De janeiro a setembro, os custos da indústria eletroeletrônica subiram 36%, segundo levantamento da Eletros (associação dos fabricantes). As empresas conseguiram repassar para os preços entre 8% e 10%. Esperam, neste final de ano, repassar o restante, já que o consumo estará mais aquecido e o consumidor terá mais dinheiro no bolso por causa do pagamento da primeira parcela do 13º salário, até dia 30 deste mês.
A indústria de brinquedos vai tentar reajustar em cerca de 18% os preços dos produtos como consequência do aumento de custos com insumos e mão-de-obra. "A indústria e os fornecedores de matérias-primas estão em pé de guerra", afirma Synésio Batista da Costa, presidente da Abrinq.

Novidade para disfarçar
O lançamento de novos produtos é a maneira que os fabricantes encontraram para repassar aumentos sem ouvir tantas reclamações dos lojistas. Cerca de 800 brinquedos já foram lançados para o Dia das Crianças e mais 400 estarão nas lojas até o Natal.
Os empresários ouvidos pela Folha informam que o fraco consumo segura parte dos aumentos. "Só que há um limite, até para não abalar a sobrevivência das empresas", diz Roberto Faldini, diretor da Fiesp (Federação das Indústrias do Estado de São Paulo). Ele diz que os aumentos efetuados pelas indústrias devem ficar entre 5% e 10%, dependendo do setor.
O movimento de aumento de preços também foi detectado pelo Ibre (Instituto Brasileiro de Economia) da Fundação Getúlio Vargas (FGV). Das 1.225 indústrias ouvidas em outubro, 45% informaram que pretendem aumentar preços neste final de ano. Em igual período de 2001, época em que o dólar também estava em alta, esse percentual era de 35%.
"As indústrias estão com expectativa de aumento de preços e a indexação vem quase naturalmente quando a inflação persiste por mais tempo.
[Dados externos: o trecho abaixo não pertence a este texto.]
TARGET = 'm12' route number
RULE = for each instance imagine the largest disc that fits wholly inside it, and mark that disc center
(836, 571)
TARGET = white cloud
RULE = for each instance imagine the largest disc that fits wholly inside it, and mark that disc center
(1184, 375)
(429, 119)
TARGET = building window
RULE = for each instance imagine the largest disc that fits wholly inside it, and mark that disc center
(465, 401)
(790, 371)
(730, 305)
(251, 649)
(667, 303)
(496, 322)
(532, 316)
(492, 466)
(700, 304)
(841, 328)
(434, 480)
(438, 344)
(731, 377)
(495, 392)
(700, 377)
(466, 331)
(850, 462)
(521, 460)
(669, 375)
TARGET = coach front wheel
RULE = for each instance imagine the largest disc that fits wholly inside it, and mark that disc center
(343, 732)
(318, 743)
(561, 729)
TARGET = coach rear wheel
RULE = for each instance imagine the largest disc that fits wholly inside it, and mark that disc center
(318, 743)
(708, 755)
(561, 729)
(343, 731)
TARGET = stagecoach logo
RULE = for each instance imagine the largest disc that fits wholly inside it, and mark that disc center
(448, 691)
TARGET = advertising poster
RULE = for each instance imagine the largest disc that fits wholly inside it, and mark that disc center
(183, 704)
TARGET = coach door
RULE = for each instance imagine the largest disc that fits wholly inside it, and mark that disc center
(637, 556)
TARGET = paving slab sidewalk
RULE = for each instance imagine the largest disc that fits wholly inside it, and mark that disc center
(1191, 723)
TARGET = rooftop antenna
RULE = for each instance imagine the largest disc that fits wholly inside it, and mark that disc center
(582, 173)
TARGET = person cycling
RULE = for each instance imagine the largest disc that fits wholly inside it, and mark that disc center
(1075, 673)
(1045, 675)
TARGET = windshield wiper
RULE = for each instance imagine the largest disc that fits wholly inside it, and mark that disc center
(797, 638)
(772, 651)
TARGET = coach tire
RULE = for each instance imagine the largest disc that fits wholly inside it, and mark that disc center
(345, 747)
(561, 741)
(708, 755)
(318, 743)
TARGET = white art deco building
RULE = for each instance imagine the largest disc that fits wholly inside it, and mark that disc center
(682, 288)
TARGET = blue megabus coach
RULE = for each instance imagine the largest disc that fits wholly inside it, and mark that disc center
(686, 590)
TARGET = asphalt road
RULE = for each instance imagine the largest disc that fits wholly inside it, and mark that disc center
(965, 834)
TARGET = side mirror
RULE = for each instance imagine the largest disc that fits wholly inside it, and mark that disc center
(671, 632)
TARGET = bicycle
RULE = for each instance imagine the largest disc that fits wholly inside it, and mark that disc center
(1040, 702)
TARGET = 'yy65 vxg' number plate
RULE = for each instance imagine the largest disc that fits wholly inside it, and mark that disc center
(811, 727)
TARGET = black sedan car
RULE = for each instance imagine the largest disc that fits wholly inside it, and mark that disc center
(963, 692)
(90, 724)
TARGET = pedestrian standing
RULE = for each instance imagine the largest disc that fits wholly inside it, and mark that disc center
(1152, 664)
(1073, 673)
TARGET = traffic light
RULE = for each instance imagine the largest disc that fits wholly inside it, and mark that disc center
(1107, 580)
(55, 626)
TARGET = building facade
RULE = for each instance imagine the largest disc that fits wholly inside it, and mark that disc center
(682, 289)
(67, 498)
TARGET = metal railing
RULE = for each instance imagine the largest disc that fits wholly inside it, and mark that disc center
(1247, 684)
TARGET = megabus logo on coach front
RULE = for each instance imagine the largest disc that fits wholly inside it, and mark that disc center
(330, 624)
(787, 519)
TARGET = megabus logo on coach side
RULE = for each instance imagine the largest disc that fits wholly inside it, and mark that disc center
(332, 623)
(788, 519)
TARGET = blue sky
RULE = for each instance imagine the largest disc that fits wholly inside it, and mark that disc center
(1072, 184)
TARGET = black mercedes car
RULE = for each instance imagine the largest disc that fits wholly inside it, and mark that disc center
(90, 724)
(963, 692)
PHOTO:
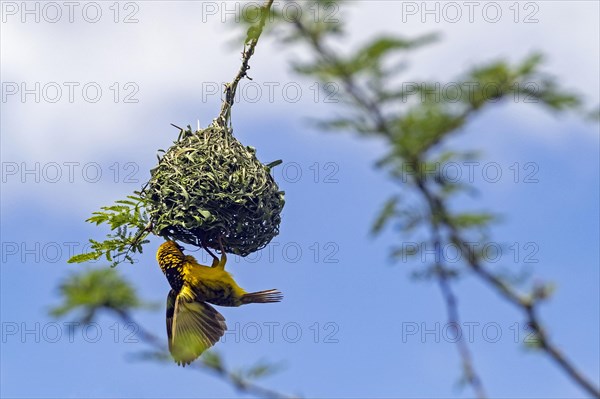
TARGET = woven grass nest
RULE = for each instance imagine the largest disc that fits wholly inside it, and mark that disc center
(209, 186)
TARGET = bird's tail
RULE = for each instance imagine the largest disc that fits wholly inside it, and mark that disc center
(266, 296)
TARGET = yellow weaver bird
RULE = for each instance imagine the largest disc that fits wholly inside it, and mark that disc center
(192, 324)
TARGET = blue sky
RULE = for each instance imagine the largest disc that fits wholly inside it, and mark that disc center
(361, 304)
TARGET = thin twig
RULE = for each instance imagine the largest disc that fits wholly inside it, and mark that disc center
(469, 370)
(253, 35)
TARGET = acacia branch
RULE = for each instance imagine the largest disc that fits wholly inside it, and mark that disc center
(241, 384)
(442, 274)
(438, 210)
(252, 37)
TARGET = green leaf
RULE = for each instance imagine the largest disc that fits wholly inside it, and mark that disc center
(84, 257)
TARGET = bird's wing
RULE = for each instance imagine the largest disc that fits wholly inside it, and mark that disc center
(171, 298)
(195, 326)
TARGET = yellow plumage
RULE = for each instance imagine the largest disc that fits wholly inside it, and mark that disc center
(192, 324)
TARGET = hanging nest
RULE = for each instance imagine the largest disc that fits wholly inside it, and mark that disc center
(209, 186)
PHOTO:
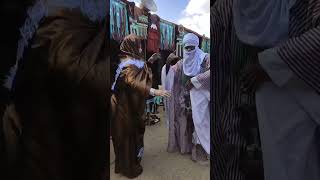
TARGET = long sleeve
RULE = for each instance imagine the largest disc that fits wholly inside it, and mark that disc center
(302, 56)
(137, 79)
(203, 79)
(276, 68)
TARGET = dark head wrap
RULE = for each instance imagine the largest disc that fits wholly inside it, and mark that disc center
(171, 60)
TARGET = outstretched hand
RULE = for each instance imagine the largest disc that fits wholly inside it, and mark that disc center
(162, 93)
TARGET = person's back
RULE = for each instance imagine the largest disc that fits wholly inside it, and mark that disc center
(64, 129)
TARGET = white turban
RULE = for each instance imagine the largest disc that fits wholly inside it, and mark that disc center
(192, 60)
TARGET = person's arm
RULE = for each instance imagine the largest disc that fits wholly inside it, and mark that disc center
(203, 80)
(297, 56)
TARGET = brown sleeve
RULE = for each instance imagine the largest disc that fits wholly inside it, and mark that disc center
(138, 79)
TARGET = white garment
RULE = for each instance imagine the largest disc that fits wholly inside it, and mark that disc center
(192, 60)
(289, 115)
(168, 86)
(201, 117)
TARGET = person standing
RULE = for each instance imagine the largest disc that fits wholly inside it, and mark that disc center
(131, 87)
(196, 68)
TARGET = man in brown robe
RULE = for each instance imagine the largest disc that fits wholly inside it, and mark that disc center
(131, 88)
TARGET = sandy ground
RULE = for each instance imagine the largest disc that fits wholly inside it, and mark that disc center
(158, 164)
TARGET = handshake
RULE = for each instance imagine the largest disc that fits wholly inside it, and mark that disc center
(160, 92)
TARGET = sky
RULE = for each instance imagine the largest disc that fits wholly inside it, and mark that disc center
(192, 14)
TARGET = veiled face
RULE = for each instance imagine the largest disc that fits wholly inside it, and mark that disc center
(189, 48)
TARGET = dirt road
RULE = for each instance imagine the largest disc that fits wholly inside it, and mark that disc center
(158, 164)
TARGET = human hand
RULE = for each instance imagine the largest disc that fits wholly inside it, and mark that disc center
(162, 93)
(252, 78)
(189, 85)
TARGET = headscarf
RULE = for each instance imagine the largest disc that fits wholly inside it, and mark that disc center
(262, 23)
(131, 46)
(192, 60)
(171, 60)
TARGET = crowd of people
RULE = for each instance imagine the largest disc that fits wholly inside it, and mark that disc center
(185, 87)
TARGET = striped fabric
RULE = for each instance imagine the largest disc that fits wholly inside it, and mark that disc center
(204, 78)
(301, 53)
(230, 56)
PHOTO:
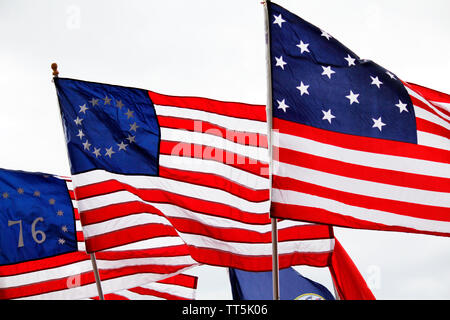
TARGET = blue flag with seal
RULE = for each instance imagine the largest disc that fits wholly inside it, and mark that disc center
(293, 286)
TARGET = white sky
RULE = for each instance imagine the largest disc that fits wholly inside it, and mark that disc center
(215, 49)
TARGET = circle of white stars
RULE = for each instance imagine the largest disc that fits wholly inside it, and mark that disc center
(105, 151)
(328, 72)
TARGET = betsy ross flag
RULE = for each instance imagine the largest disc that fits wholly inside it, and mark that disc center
(356, 146)
(42, 251)
(143, 163)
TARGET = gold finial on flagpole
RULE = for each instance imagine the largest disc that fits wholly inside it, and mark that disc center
(55, 69)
Mas as empresas acreditam na inversão dessa tendência", afirma Salomão Quadros, coordenador de análises econômicas do Ibre.
O país já viveu fenômeno parecido em 1999, na desvalorização do real. "Só que, agora, está durando mais tempo, também devido à eleição. Haverá repasse de custos aos preços, não há como evitar isso. Mas não creio que seja um movimento permanente."